In mid-March, Coromandel announced its plan to acquire a 53% stake in Hyderabad-based crop protection firm NACL. According to a Nuvama Institutional Equities report dated 2 May, some of NACL’s facilities could also support Coromandel’s entry into the contract development and manufacturing (CDMO) space.
This acquisition could help the company make better use of its planned ₹1,000 crore capex for CDMO and specialty chemicals, as NACL already has relevant infrastructure in place. Nuvama estimates the deal could add about 3% to Coromandel’s EPS by FY27E.
Since CEO S. Sankarasubramanian took charge, analysts note a marked improvement in growth visibility across all business segments. “These growth plans are likely to improve profitability for all the divisions and up their contribution to the overall profit pool," said Prashant Biyana, vice president, Institutional Equity Research, Elara Securities.
While Binani of Anand Rathi sees a meaningful upside potential in the scrip, he cautions that after a good run, the counter could pause for breath or enter a healthy consolidation phase.
Also Read: The Tatas of South India deserve your attention, dear investor—here’s why
Risks remain
The fertilizer industry is heavily regulated in India, with subsidies being a big component of profitability. According to a Crisil report dated 25 March, the phosphatic fertilizer segment has been operating under the nutrient-based subsidy (NBS) regime since 1 April 2010. Under this system, the government sets the subsidy for nutrients for the entire fiscal year (with an option to review this every six months), while the retail prices remain market-driven.
So, any material revision in NBS rates and its impact on margin will be a key factor to watch in the medium term.
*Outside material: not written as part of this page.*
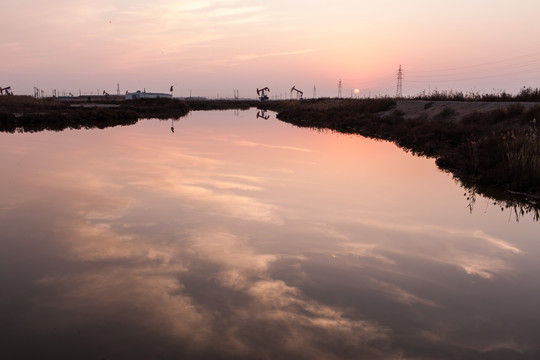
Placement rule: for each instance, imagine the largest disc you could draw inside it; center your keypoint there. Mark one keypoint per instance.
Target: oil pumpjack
(299, 93)
(262, 93)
Besides, manufacturers of phosphatic fertilizers rely heavily on imported raw materials like rock phosphate and phosphoric acid–inputs that make up nearly 75% of their operating costs. Because of this, the industry remains vulnerable to fluctuations in global raw material prices, the report highlighted.
“The regulated nature of the industry and susceptibility of complex fertiliser players (including Coromandel) to raw material price volatility under the NBS regime continues to be key rating sensitivity factors," Crisil said.
A weak monsoon could dampen demand, making it another key risk to watch out for, analysts said.
Disclaimer: The views above are those of individual analysts, experts and broking companies. Readers are encouraged to conduct their own research and consult a financial professional before making any investment decisions.